Sempre em movimento para não ser pega bisbilhotando, ela serpenteou a base sem se afastar demais da própria tenda. Aproximou-se da cozinha e do hospital de campanha improvisado, onde ouviu algo que lhe chamou a atenção: uma enfermeira falar alguma coisa sobre jinn, gênio na língua árabe.

Duas enfermeiras e um médico conversavam próximos à entrada da tenda sobre um dos feridos.
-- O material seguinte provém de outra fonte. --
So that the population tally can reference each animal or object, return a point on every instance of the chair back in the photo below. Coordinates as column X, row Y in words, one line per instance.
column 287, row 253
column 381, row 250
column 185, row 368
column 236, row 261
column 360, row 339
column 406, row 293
Ela se aproximou silenciosamente e escutou a conversa.

— O que você acha que foi aquele ferimento? — A enfermeira não fez muita questão de ser discreta. — Acha que foi um ifrit?
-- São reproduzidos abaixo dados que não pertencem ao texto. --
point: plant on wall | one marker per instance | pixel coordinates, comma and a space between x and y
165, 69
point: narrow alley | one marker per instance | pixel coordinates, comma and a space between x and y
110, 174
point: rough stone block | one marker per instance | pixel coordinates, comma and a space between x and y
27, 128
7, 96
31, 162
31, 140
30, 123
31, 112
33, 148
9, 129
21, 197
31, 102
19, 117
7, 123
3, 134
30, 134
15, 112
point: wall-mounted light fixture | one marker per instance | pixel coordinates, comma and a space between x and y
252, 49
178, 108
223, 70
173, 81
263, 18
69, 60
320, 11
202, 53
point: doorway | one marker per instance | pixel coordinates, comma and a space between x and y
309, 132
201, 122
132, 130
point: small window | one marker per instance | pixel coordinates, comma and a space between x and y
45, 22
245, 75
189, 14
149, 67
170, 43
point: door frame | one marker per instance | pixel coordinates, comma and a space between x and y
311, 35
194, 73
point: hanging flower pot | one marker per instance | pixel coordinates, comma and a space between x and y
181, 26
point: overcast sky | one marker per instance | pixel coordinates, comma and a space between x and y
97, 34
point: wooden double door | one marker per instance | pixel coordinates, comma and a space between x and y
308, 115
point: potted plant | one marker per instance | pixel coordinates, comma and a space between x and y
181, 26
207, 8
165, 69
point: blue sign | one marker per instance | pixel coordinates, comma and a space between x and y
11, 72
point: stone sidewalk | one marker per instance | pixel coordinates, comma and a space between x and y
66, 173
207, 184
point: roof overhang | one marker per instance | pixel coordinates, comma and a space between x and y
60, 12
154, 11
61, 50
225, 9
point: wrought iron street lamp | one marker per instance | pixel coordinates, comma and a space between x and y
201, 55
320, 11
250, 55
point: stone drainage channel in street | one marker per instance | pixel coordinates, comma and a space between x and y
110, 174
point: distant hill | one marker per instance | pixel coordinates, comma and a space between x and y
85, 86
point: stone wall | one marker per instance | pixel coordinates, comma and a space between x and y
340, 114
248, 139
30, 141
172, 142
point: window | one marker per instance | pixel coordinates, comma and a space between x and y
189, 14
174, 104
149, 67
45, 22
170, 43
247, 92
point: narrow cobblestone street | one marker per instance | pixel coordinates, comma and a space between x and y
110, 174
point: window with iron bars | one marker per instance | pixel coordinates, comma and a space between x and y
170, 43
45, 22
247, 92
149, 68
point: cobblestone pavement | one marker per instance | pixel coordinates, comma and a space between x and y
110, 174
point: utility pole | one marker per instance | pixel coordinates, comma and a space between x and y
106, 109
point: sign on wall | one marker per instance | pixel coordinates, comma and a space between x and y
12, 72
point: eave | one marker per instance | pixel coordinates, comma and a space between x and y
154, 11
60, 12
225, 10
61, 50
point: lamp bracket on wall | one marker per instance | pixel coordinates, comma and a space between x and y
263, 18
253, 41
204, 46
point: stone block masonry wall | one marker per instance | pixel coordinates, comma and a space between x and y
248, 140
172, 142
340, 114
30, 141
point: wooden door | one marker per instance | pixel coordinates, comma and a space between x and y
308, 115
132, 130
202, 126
— Queimaduras severas não costumam ter forma, mas a dele parece um adinkra. — O médico levou a mão ao queixo.

— Ainda acho que é sobrenatural. — A outra enfermeira, um pouco mais gorda que sua colega, concordou com a amiga. — Vocês não escutaram os rumores?

— Que rumores? — Indagou o médico.

— Existe um exército de crianças e adolescentes vagando pelo deserto, punindo os responsáveis por matá-las nos conflitos...

— Pensei que você era da ciência, Khadija.

— É sério, doutor. — Khadija estava convicta. Ao lado, a amiga balançava a cabeça em afirmação. — Pergunte a Raouda, ela vai te confirmar. Só de pensar nisso, já morro de medo.

— Eles não vão nos atacar. — O médico sorriu de canto de boca, duvidando das palavras da enfermeira. — Exercito nenhum é páreo para o General Habret.

— E se a divisão fantasma estiver a serviço dele?

A pergunta foi como o disparo de uma arma atravessando o alvo, incólume e precisa. O médico titubeou.

— Eu já vi de tudo. — A mulher voltou o olhar para o horizonte. — Mulheres parindo em bombardeios intensos, criança matando outra por um prato de comida, estupros coletivos... — Ela encarou a amiga e o seu superior. — E acredito, sim, nisso. O mundo ainda é muito misterioso.

— Ainda acredito em uma explicação racional...

Jacque parou de escutar quando um imenso blindado surgiu do nada. Obrigada a sair de onde estava, ela se embrenhou na base militar. Entrou por uma das portas da barraca onde funcionava uma cozinha e saiu por outra, perto de alguma coisa que parecia um banheiro comunitário, sujo e mal cheiroso.